In Holland's biography of Douglass extracts are given from letters of distinguished contemporaries who knew the orator. Colonel T.W. Higginson writes thus: "I have hardly heard his equal, in grasp upon an audience, in dramatic presentation, in striking at the pith of an ethical question, and in single [signal] illustrations and examples." Another writes, in reference to the impromptu speech delivered at the meeting at Rochester on the death of Lincoln: "I have heard Webster and Clay in their best moments, Channing and Beecher in their highest inspirations. I never heard truer eloquence. I never saw profounder impression."

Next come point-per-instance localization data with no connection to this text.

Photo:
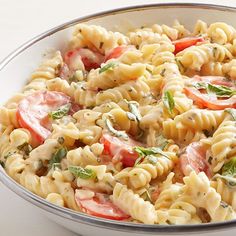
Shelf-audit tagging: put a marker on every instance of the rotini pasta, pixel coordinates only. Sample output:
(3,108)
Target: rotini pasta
(133,126)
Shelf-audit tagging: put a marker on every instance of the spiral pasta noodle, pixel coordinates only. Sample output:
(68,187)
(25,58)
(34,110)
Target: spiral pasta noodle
(134,126)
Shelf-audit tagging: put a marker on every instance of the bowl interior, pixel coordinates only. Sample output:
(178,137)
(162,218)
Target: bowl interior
(16,68)
(16,73)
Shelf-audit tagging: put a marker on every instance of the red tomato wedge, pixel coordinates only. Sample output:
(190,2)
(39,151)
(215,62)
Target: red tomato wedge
(117,52)
(194,159)
(89,58)
(122,149)
(101,206)
(183,43)
(217,80)
(33,110)
(208,101)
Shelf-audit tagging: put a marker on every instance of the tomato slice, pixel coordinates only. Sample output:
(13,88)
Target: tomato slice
(208,101)
(117,52)
(33,110)
(217,80)
(89,58)
(121,149)
(183,43)
(194,159)
(101,206)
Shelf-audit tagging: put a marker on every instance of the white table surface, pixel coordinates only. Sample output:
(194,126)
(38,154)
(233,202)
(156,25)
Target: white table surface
(20,20)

The published speeches of Douglass, of which examples may be found scattered throughout his various autobiographies, reveal something of the powers thus characterized, though, like other printed speeches, they lose by being put in type. But one can easily imagine their effect upon a sympathetic or receptive audience, when delivered with flashing eye and deep-toned resonant voice by a man whose complexion and past history gave him the highest right to describe and denounce the iniquities of slavery and contend for the rights of a race. In later years, when brighter days had dawned for his people, and age had dimmed the recollection of his sufferings and tempered his animosities, he became more charitable to his old enemies; but in the vigor of his manhood, with the memory of his wrongs and those of his race fresh upon him, he possessed that indispensable quality of the true reformer: he went straight to the root of the evil, and made no admissions and no compromises. Slavery for him was conceived in greed, born in sin, cradled in shame, and worthy of utter and relentless condemnation. He had the quality of directness and simplicity. When Collins would have turned the abolition influence to the support of a communistic scheme, Douglass opposed it vehemently. Slavery was the evil they were fighting, and their cause would be rendered still more unpopular if they ran after strange gods.

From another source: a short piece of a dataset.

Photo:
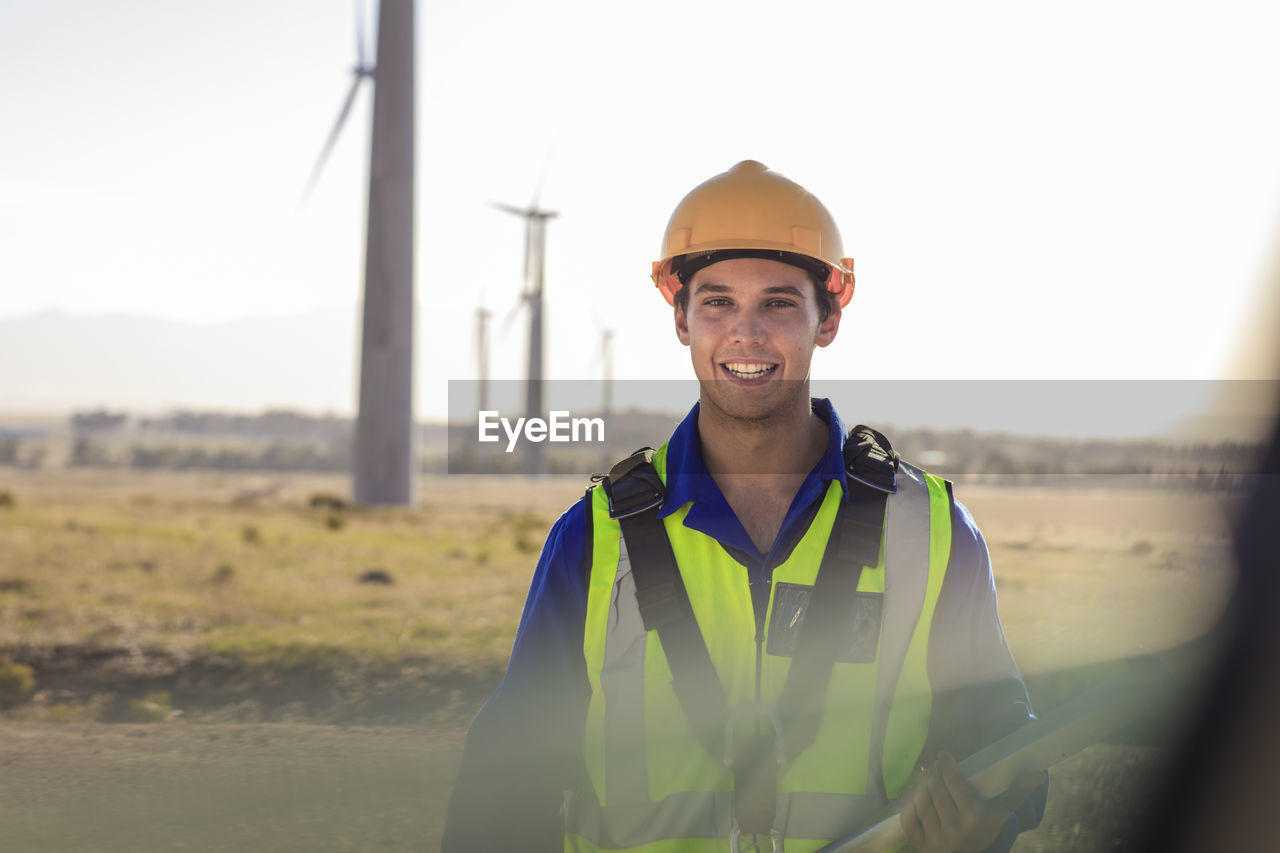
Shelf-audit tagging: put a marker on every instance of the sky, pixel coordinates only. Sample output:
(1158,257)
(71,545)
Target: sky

When Garrison pleaded for the rights of man, when Phillips with golden eloquence preached the doctrine of humanity and progress, men approved and applauded. When Parker painted the moral baseness of the times, men acquiesced shamefacedly. When Channing preached the gospel of love, they wished the dream might become a reality. But, when Douglass told the story of his wrongs and those of his brethren in bondage, they felt that here indeed was slavery embodied, here was an argument for freedom that could not be gainsaid, that the race that could produce in slavery such a man as Frederick Douglass must surely be worthy of freedom.
What Douglass's platform utterances in later years lacked of the vehemence and fire of his earlier speeches, they made up in wisdom and mature judgment. There is a note of exultation in his speeches just after the war. Jehovah had triumphed, his people were free. He had seen the Red Sea of blood open and let them pass, and engulf the enemy who pursued them.

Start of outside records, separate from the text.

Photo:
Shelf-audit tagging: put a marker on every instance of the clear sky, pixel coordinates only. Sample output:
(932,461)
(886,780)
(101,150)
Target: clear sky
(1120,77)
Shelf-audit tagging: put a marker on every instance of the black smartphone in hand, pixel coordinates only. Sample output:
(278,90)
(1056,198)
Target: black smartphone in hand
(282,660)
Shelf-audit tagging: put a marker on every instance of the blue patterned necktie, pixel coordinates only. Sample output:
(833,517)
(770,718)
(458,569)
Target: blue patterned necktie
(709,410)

Among the most noteworthy of Douglass's later addresses were the oration at the unveiling of the Freedmen's Monument to Abraham Lincoln in Washington in 1876, which may be found in his _Life and Times_; the address on Decoration Day, New York, 1878; his eulogy on Wendell Phillips, printed in Austin's _Life and Times of Wendell Phillips_; and the speech on the death of Garrison, June, 1879. He lectured in the Parker Fraternity Course in Boston, delivered numerous addresses to gatherings of colored men, spoke at public dinners and woman suffrage meetings, and retained his hold upon the interest of the public down to the very day of his death.